CAE Inc. CAE-T, the flight simulation company, saw its share price rebound 68 per cent by the end of 2021, after it suspended its dividend in 2020. Even with the recovery, CAE does not currently pay a dividend.

Suncor Energy Inc. SU-T slashed its dividend by 55 per cent in May, 2020. Though the share price struggled for months after the announcement, it recovered 47 per cent by the end of 2021. The energy producer has since raised its payout several times, to a level that is now higher than it was prior to the 2020 cut.

These companies faced temporary setbacks associated with the pandemic, which isn’t the case with Algonquin.

Complicating matters is the fact that Algonquin struck a deal in 2021 to acquire Kentucky Power Co., which the U.S. Federal Energy Regulatory Commission blocked in mid-December, putting the deal in limbo.

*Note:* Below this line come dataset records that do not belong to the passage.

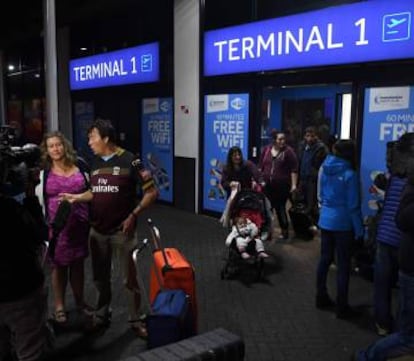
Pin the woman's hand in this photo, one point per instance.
(234, 185)
(128, 225)
(71, 198)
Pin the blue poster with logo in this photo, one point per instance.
(83, 117)
(388, 113)
(226, 124)
(157, 146)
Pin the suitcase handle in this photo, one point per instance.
(140, 281)
(157, 244)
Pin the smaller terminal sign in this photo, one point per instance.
(139, 64)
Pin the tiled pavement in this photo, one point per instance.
(276, 318)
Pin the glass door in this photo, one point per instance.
(293, 109)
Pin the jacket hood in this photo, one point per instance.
(335, 165)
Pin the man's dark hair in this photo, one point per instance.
(400, 155)
(105, 129)
(345, 149)
(311, 130)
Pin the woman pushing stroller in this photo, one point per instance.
(243, 175)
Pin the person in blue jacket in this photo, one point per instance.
(340, 222)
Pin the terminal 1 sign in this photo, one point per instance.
(360, 32)
(139, 64)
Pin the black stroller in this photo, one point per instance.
(254, 206)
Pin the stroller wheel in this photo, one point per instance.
(260, 270)
(224, 274)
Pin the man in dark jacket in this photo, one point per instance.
(400, 342)
(311, 154)
(23, 303)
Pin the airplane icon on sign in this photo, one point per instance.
(395, 22)
(396, 27)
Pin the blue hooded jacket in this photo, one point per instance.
(339, 197)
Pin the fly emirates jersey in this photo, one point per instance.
(114, 187)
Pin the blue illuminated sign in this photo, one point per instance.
(139, 64)
(360, 32)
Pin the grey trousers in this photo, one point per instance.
(108, 253)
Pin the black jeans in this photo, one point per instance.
(278, 194)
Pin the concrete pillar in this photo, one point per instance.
(186, 103)
(64, 95)
(49, 20)
(2, 92)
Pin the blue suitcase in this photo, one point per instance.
(170, 319)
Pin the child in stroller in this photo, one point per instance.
(251, 221)
(243, 232)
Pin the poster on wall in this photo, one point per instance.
(388, 113)
(157, 147)
(84, 115)
(226, 124)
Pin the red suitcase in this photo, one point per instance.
(174, 272)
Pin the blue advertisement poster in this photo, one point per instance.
(226, 124)
(83, 117)
(388, 113)
(157, 147)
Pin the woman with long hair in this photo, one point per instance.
(279, 165)
(340, 222)
(61, 174)
(239, 172)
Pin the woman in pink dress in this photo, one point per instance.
(61, 174)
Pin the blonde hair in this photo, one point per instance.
(70, 155)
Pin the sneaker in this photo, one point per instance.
(381, 330)
(98, 322)
(324, 302)
(347, 313)
(139, 328)
(245, 255)
(313, 230)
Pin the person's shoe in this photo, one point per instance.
(313, 230)
(86, 310)
(139, 328)
(381, 330)
(347, 313)
(324, 302)
(244, 255)
(59, 316)
(98, 322)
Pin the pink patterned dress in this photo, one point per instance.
(72, 243)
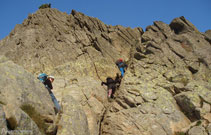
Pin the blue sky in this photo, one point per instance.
(128, 13)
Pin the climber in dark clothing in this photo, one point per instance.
(122, 66)
(48, 84)
(112, 85)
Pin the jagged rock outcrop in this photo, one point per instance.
(26, 106)
(166, 89)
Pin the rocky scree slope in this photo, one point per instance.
(166, 89)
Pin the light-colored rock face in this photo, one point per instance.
(166, 86)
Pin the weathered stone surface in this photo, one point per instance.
(73, 119)
(3, 124)
(197, 130)
(168, 75)
(19, 122)
(30, 101)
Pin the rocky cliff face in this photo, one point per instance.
(166, 89)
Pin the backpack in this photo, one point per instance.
(42, 77)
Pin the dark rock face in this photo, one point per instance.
(166, 89)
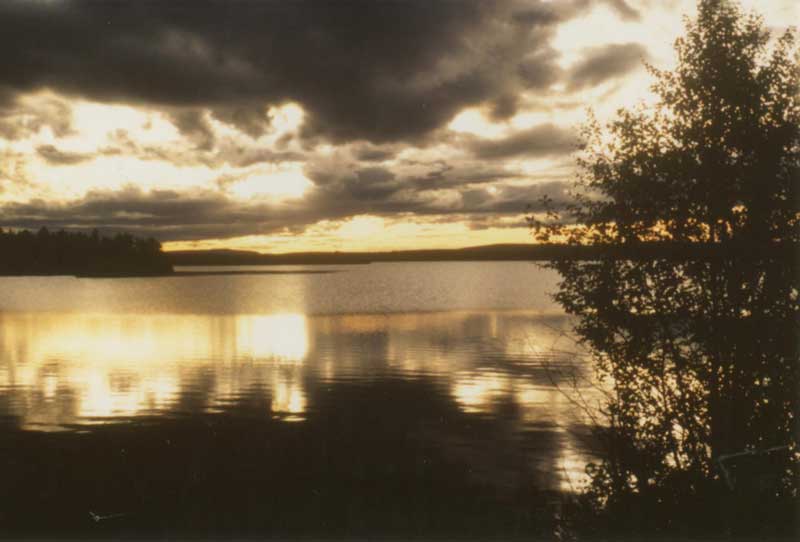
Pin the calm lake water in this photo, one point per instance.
(412, 399)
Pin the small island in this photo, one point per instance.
(80, 254)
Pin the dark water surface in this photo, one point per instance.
(389, 399)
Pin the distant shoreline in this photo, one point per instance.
(507, 252)
(503, 252)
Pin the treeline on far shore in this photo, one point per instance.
(503, 252)
(61, 252)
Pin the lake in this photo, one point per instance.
(410, 399)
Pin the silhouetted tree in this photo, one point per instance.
(698, 356)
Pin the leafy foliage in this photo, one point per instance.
(698, 356)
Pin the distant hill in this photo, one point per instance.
(501, 252)
(82, 254)
(480, 253)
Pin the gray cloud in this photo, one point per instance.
(378, 71)
(544, 140)
(606, 62)
(57, 157)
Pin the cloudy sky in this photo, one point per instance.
(311, 125)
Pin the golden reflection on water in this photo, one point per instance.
(65, 371)
(62, 370)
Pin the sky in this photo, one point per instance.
(314, 125)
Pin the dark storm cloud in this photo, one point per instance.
(380, 71)
(606, 62)
(19, 120)
(57, 157)
(539, 141)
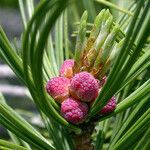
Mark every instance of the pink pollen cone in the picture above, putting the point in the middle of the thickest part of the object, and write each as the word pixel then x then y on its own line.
pixel 58 88
pixel 84 87
pixel 73 110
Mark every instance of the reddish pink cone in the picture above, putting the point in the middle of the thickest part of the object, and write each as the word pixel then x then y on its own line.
pixel 58 88
pixel 66 69
pixel 84 87
pixel 111 105
pixel 102 81
pixel 74 111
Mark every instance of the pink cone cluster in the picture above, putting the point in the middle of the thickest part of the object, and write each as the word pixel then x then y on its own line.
pixel 75 92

“I don’t know how they are going to adjust their dividend if they don’t know whether they’re going to consummate the Kentucky Power acquisition. Because it may make a big difference,” said Stephen Takacsy, chief executive officer of Montreal-based Lester Asset Management, which sold its shares in Algonquin in 2021 after the deal’s announcement.

So far, the company has said nothing about what is coming next week. In a statement on Tuesday, Algonquin said that its chief executive officer and chief financial officer will provide a business update on Jan. 12.

But if disappointment is already baked into the share price, then some indication of how Algonquin will navigate through the year ahead could push the stock further along its path to recovery. This week, the rising share price suggested that clarity may be worth betting on.